The European Union's poorest state, which joined NATO in 2004 and is a staunch backer of U.S. military operations in Afghanistan, needs to bring its ageing Russian-made aircraft up to the standards of the military alliance.
Angelov said the centre-right government has given mandate to the defence ministry to start talks with countries that have or produce fighter jets, such as the United States, Germany, Portugal, Italy, Israel and Sweden.
"Based on these talks, the government will propose an investment project that includes the concrete type of the new fighter jet, and possibly all other elements of the deal like delivery," Angelov told reporters after a government meeting.
In a draft decision the deal was valued at about 700 million levs, but Angelov said the government decided not to impose a financial threshold to allow flexible negotiations.

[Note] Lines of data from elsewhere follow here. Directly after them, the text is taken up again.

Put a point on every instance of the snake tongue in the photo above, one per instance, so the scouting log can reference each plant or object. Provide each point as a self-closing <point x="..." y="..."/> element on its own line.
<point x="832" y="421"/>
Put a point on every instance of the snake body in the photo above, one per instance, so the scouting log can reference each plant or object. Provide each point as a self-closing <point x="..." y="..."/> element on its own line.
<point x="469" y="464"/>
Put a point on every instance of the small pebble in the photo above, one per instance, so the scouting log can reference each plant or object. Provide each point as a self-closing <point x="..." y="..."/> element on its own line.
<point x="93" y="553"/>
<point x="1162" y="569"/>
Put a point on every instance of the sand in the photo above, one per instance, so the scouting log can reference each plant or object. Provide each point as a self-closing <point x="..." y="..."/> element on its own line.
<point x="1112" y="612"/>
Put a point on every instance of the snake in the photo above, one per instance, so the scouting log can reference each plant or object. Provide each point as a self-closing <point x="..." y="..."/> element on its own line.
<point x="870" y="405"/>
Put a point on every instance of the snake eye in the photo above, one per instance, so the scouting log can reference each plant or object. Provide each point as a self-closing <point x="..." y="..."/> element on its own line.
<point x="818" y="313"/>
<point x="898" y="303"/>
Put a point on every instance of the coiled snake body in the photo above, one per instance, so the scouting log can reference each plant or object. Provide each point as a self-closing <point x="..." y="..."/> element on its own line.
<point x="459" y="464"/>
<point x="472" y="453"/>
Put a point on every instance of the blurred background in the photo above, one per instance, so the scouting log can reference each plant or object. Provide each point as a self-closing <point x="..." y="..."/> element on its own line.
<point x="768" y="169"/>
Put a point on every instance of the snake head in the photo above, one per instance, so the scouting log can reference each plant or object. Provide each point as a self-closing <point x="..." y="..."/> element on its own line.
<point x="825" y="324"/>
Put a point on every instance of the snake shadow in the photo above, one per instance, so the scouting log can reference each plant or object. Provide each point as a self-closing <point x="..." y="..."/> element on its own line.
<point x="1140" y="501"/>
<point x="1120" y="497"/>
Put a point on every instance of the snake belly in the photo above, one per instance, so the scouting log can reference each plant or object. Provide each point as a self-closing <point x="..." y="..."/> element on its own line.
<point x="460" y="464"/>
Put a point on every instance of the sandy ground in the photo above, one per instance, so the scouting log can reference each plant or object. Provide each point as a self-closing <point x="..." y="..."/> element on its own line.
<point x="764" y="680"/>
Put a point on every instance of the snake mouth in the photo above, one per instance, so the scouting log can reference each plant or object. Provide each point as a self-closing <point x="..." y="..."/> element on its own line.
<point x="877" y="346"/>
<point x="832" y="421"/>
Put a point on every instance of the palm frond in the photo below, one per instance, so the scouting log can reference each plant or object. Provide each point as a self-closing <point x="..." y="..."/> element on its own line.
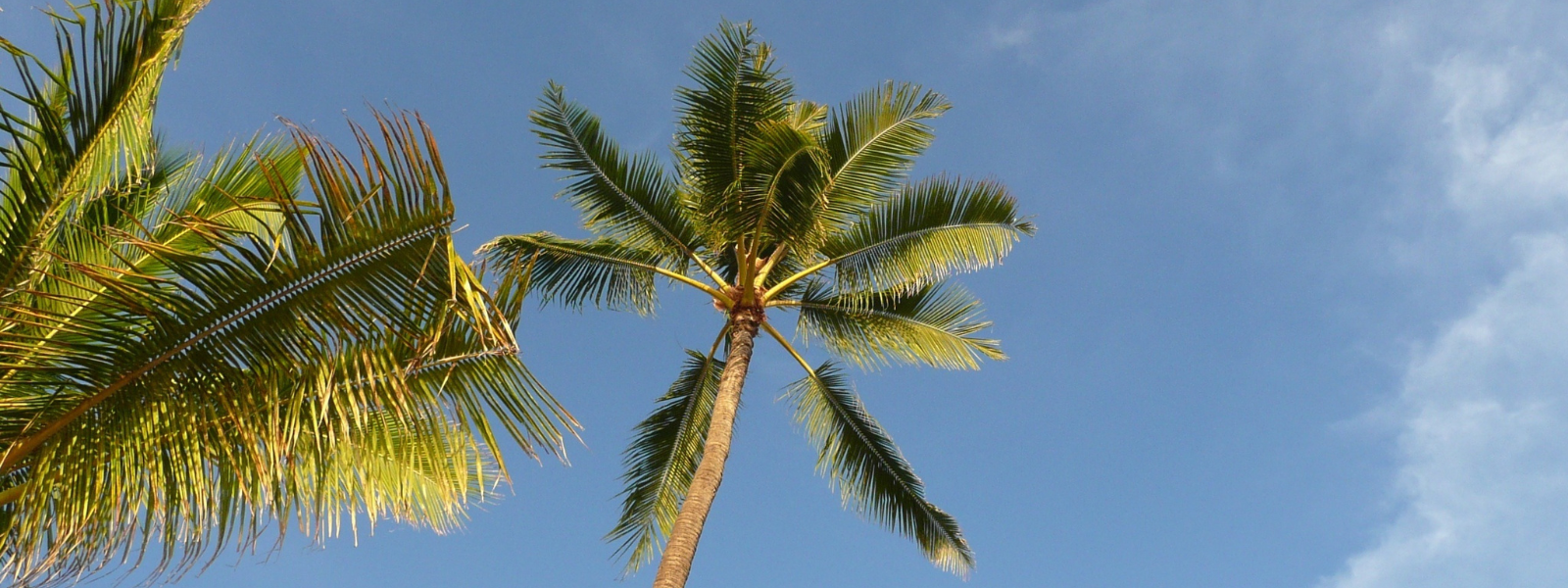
<point x="869" y="470"/>
<point x="331" y="360"/>
<point x="737" y="86"/>
<point x="627" y="198"/>
<point x="572" y="271"/>
<point x="933" y="325"/>
<point x="85" y="122"/>
<point x="872" y="143"/>
<point x="929" y="231"/>
<point x="662" y="459"/>
<point x="780" y="196"/>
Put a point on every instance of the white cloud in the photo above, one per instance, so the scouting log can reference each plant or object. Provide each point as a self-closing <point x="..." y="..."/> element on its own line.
<point x="1484" y="431"/>
<point x="1486" y="444"/>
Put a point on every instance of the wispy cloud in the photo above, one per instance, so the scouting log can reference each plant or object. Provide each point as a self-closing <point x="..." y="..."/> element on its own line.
<point x="1482" y="482"/>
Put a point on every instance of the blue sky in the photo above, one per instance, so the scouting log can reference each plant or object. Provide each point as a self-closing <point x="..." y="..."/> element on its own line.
<point x="1298" y="314"/>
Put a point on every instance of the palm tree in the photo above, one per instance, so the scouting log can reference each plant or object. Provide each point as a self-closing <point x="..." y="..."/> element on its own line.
<point x="195" y="350"/>
<point x="773" y="204"/>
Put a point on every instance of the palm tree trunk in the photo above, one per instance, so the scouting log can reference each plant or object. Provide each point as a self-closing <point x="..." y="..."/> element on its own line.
<point x="676" y="564"/>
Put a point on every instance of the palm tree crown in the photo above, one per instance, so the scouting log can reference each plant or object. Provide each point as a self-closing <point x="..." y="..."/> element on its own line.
<point x="773" y="204"/>
<point x="193" y="350"/>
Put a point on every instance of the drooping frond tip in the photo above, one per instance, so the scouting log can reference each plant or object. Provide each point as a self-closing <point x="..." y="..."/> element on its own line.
<point x="662" y="459"/>
<point x="869" y="470"/>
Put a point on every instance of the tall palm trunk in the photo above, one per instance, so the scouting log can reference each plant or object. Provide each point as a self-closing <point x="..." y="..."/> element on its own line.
<point x="676" y="564"/>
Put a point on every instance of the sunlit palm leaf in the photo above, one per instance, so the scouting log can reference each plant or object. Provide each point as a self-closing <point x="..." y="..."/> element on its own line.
<point x="627" y="198"/>
<point x="781" y="187"/>
<point x="737" y="88"/>
<point x="872" y="143"/>
<point x="237" y="383"/>
<point x="933" y="325"/>
<point x="572" y="271"/>
<point x="929" y="231"/>
<point x="85" y="122"/>
<point x="662" y="459"/>
<point x="870" y="472"/>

Bulgarian media said the Balkan country will be considering buying second-hand Lockheed Martin F-16 from Portugal or the United States, as well as second-hand EADS Eurofighters from Italy or Germany.
It will also look into the option of buying new Saab AB Gripen jets.
Angelov said Bulgaria would not hold an open competition because it did not want to rule out buying second-hand aircraft.
At present, Bulgaria's air force operates with 15 Soviet-made MiG-29 fighter jets and 3 MiG-21.
In September, neighbouring Romania approved a plan to buy up to 12 second-hand F-16s.
Both neighbours had to shelve multi-billion euro plans to buy new fighter jets in 2009 as their economies fell into recession.